So having that mindset all the time, knowing that you’re held accountable for something, and at the same time that you might not tomorrow be able to do this is something that we should, that should drive us to continue to excel and continue to give those next leaders, uh, the goals and the tools that they need to succeed, because if they don’t succeed and if we don’t succeed, the society doesn’t succeed.
Now that I advice that I can give somebody who’s doing, um, who wants to do, or is doing one, or is planning on doing one, is be prepared for a life changing experience.
I don’t think people really know how much of an impact it has on you until you leave the group and your back into your regular, current, your daily, your daily grind on what you’re doing and how you’re doing it
() Programs like this change lives. Programs like this change attitudes, and it changed my attitude, it changed my way of thinking and my life. And, uh, I still talk about it like, you know, uh, 10 years after, like I still think of the day that I went and stepped into DC and I saw, I saw the White House for the first time. Um, the first time I went and saw the Lincoln Monument, and I got to there and I had seen this on TV. (
And you take those lessons that you learn, um, from the visits that we’ve done to the individuals that are from different countries, uh, from having that cup of coffee and just, you know, on a, on a day that, uh, if you, as you know, being part of the IVLP Programs, they’re very excruciating.

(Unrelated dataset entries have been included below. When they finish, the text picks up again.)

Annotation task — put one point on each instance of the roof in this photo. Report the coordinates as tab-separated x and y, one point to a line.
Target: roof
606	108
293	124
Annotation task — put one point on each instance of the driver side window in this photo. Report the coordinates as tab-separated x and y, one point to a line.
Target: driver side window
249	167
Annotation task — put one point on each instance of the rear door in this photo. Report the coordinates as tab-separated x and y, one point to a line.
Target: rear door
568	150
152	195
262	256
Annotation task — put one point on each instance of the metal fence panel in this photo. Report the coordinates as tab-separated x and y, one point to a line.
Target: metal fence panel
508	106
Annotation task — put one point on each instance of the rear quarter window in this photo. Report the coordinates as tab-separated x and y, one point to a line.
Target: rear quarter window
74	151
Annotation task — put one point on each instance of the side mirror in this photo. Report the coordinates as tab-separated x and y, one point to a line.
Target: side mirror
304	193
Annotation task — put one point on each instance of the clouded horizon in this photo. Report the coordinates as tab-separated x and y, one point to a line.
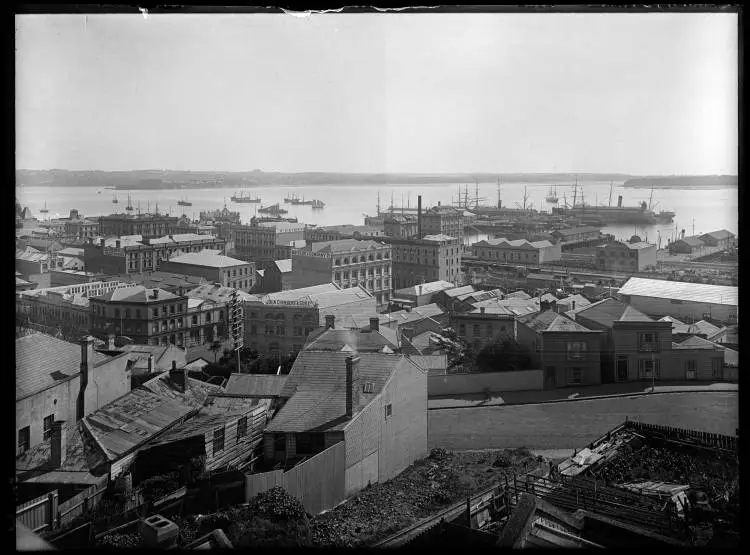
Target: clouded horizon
498	93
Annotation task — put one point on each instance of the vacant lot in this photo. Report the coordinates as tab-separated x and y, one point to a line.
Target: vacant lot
573	425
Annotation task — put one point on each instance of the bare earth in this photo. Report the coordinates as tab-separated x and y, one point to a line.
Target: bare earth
572	425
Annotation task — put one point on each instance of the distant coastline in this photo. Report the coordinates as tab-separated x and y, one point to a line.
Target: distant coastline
684	182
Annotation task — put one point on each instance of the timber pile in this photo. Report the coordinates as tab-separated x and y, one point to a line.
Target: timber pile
426	487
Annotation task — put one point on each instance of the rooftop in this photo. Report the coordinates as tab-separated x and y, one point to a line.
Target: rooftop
208	260
682	291
43	361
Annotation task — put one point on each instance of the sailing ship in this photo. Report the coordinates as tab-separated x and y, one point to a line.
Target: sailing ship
244	198
274	209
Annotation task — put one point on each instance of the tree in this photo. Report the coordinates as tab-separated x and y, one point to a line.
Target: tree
215	348
504	355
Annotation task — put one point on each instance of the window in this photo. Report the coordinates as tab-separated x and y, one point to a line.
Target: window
716	365
576	350
648	342
241	428
575	376
48	420
24	436
649	369
218	440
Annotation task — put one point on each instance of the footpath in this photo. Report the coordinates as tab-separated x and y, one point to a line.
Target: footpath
572	394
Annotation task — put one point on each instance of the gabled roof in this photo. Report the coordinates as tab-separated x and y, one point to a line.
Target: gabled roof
43	361
255	385
316	389
348	340
681	290
137	294
425	288
718	235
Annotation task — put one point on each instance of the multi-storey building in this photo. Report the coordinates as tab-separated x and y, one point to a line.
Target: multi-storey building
338	232
279	323
145	225
518	251
133	254
619	256
215	268
443	220
267	241
348	263
432	258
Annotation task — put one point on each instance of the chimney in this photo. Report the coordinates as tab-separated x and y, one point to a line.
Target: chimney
59	446
87	368
419	216
177	377
352	384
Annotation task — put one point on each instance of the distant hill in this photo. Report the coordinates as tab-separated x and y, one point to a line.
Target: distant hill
683	182
168	179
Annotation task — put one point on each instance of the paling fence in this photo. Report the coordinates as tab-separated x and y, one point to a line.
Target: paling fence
319	482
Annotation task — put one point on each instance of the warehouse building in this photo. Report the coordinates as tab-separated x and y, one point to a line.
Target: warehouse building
682	300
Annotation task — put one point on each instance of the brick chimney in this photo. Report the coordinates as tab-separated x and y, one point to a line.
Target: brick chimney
87	369
352	384
59	446
177	377
330	321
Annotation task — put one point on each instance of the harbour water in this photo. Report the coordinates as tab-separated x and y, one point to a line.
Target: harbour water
697	211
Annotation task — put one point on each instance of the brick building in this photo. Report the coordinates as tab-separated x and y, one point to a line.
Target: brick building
216	268
347	263
432	258
145	225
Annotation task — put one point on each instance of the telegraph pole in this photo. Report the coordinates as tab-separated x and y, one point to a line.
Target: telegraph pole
235	321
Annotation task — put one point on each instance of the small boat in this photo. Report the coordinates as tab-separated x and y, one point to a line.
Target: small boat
243	198
273	209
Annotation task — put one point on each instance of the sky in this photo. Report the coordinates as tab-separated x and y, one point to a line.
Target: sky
642	94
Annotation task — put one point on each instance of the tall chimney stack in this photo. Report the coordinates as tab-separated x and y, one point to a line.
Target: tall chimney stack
59	446
352	385
87	369
330	321
419	216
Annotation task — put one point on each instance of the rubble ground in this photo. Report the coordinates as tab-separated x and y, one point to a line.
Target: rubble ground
426	487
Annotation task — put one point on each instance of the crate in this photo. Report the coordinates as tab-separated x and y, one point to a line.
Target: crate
158	531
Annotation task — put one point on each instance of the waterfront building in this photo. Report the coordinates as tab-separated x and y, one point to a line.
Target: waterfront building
145	225
215	268
432	258
278	324
347	263
135	254
519	251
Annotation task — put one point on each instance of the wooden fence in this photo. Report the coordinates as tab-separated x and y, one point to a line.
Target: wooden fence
705	439
318	482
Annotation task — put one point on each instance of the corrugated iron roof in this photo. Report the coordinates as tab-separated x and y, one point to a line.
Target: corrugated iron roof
681	291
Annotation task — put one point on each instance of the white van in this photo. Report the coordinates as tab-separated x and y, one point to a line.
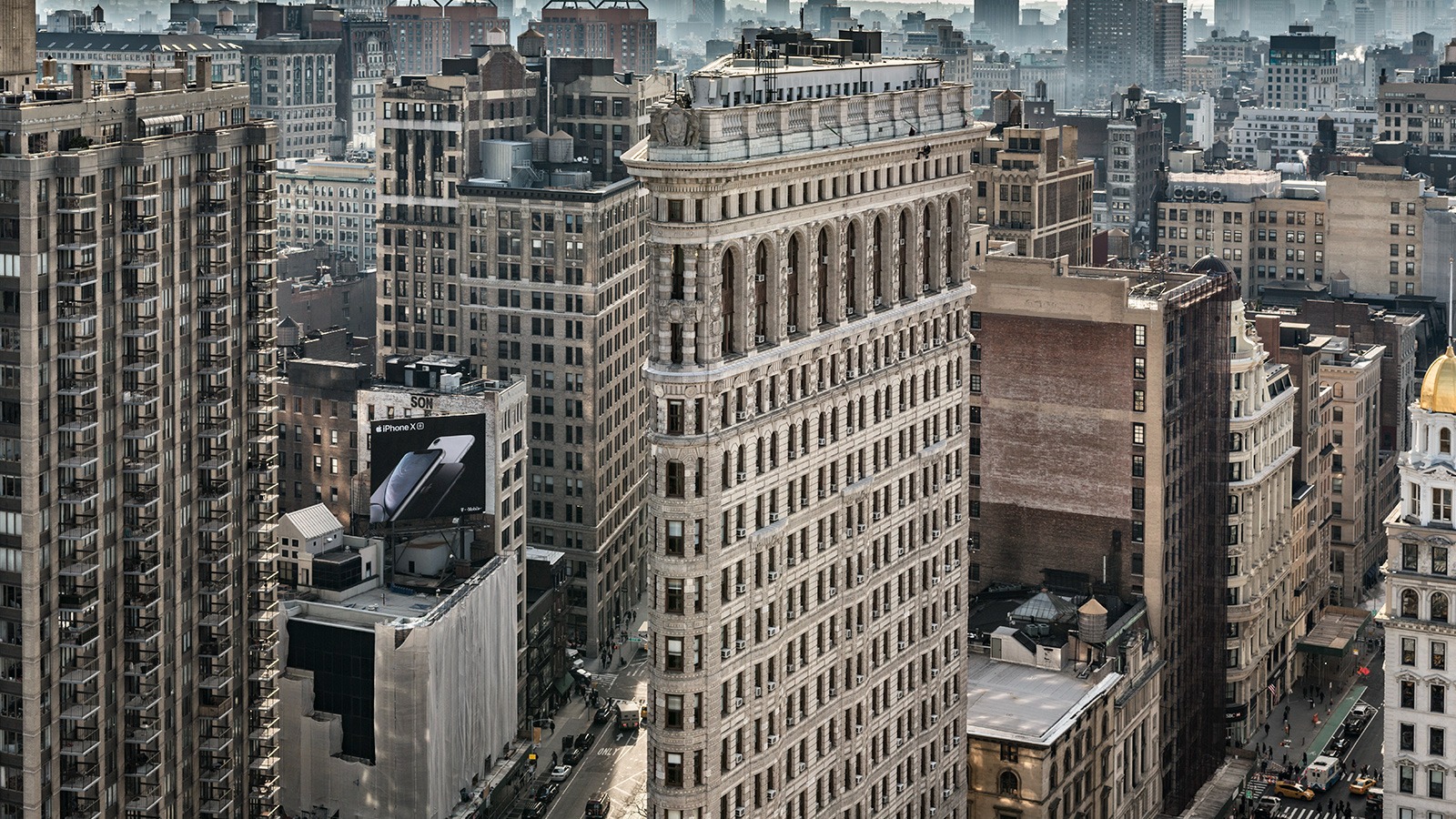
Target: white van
1322	773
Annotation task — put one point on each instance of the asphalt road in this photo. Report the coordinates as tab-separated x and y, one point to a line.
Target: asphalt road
618	760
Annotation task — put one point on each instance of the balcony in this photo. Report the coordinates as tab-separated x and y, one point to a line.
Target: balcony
142	191
140	225
138	259
76	203
145	800
213	207
76	239
79	599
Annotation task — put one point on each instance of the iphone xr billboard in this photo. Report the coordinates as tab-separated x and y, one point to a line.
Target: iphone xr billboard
430	467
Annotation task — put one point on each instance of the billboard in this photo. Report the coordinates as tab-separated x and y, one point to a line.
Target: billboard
430	467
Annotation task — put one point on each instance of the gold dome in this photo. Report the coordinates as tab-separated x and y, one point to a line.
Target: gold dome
1439	387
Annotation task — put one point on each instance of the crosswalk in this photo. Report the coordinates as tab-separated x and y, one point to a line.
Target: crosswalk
1314	814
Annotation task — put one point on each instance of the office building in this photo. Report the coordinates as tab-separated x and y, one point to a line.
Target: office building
999	16
318	433
1419	593
430	142
1302	72
291	82
397	700
332	205
1033	189
427	35
137	544
1269	610
810	436
616	29
111	55
1098	511
1096	713
1113	44
557	293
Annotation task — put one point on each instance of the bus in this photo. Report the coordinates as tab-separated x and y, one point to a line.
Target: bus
1322	773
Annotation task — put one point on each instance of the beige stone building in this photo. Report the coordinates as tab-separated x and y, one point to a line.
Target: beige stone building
1033	189
810	439
1365	228
1376	219
1358	471
1063	726
1266	612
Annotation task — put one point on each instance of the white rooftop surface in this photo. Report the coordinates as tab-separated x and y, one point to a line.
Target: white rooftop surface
732	66
313	522
369	608
1023	703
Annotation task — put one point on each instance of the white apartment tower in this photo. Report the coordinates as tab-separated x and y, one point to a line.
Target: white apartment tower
137	450
1266	612
1417	615
812	329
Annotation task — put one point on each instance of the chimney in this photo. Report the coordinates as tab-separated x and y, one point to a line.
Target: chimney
80	80
204	72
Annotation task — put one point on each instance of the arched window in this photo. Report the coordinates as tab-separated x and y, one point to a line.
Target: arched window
795	319
761	293
730	298
679	276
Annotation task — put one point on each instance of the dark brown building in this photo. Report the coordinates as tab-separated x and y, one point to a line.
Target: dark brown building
318	433
1098	453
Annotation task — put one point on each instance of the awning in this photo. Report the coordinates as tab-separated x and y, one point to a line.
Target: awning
1336	632
160	121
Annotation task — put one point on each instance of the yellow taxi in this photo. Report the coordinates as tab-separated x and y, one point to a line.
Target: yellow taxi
1361	784
1286	787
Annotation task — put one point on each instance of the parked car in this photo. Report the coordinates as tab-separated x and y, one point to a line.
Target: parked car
1296	790
1361	784
599	806
1359	716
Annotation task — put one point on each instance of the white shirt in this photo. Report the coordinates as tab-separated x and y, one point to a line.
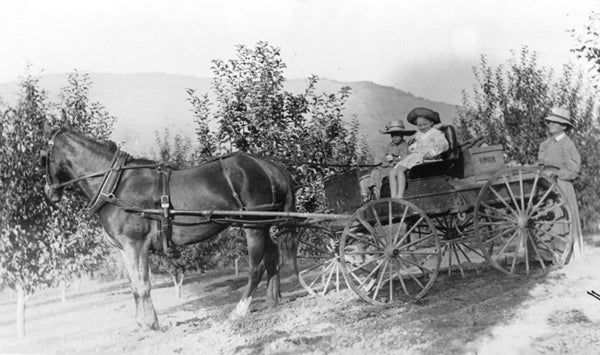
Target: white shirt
432	143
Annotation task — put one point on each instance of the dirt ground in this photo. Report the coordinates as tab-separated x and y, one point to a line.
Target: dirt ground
484	313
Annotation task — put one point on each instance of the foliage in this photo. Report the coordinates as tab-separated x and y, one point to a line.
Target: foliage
24	251
587	44
507	107
76	235
305	133
43	245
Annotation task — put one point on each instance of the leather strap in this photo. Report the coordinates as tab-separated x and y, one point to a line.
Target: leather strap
233	192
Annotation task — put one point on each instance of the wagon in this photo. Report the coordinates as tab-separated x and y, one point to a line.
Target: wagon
464	210
461	211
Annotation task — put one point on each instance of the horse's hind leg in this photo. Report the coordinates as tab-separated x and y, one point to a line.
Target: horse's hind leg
135	258
256	248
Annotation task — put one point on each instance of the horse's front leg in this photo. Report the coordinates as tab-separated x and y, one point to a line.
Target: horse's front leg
135	257
256	268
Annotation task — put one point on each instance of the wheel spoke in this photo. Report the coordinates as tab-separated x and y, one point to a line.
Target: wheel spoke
502	200
381	276
355	236
328	279
400	224
516	253
404	246
511	194
406	234
522	190
376	215
412	276
420	267
508	242
463	252
548	209
505	231
371	273
458	261
532	193
478	252
551	234
498	211
365	264
543	198
318	277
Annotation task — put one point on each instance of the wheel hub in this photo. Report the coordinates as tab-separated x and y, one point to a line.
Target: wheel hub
391	252
523	221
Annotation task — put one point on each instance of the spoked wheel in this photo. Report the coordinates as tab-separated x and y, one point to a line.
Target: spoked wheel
460	249
390	252
318	261
523	221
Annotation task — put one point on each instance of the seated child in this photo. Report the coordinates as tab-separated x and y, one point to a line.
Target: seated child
429	142
393	153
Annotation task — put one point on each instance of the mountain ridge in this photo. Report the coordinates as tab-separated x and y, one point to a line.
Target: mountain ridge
147	102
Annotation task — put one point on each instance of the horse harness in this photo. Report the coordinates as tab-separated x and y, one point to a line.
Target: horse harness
112	176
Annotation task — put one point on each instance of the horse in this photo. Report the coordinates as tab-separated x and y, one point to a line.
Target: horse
234	182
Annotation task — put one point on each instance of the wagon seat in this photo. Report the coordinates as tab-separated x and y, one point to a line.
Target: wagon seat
449	163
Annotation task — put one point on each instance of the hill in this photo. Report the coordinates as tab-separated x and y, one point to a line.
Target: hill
148	102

You’re doing something every hour of the day. And, uh payday loans in Montana, having some down time really meant a lot to us and, uh, this is where we get to engage each other. ()
And I was applying for jobs, but I was not getting any kind of response, no interviews or whatsoever
So all I can say to the future of individuals that want to be joining IVLP or have, uh, willing to join, uh, be prepared for life changing experiences.
Description: A chance meeting led EdTech founder, entrepreneur, podcast host, and ExchangeAlumni Nidhi Nidhi to her first experience with the International Visitors Leadership Program (IVLP). But it wasn’t the first time curiosity led Nidhi to new experiences.
In this episode of Voices of Exchange, travel with Nidhi from India to Singapore, Switzerland, and the U.S. to discover the ties that bind us, how Nidhi challenged societal norms, and how she is empowering young girls to take risks.
I had taken a five-year break before, after having my kids. So when I wanted to restart work, I found myself with an outdated resume. And my, my degree was already five years old by that point.
So I was feeling a little bit disappointed that this whole idea of taking a break has backfired on me. And I went back to my Alma mater, which was a national university of Singapore. And I asked my professor and he was kind enough to offer me a research position at that point.
And during that time, I came across Coda, which was a coding training camp for people to train young students, primary and secondary school students in coding. I had no experience in coding, but I thought it was a great opportunity to give back to the community. And I just joined that program. And at the end of the wrap-up event of that program, I happened to be at the wrap-up event. I realized that the program was funded by the U.S. Embassy in Singapore. And there was, there was a lady there and she was taking pictures of the ambassador and I thought, “She’s from the media.”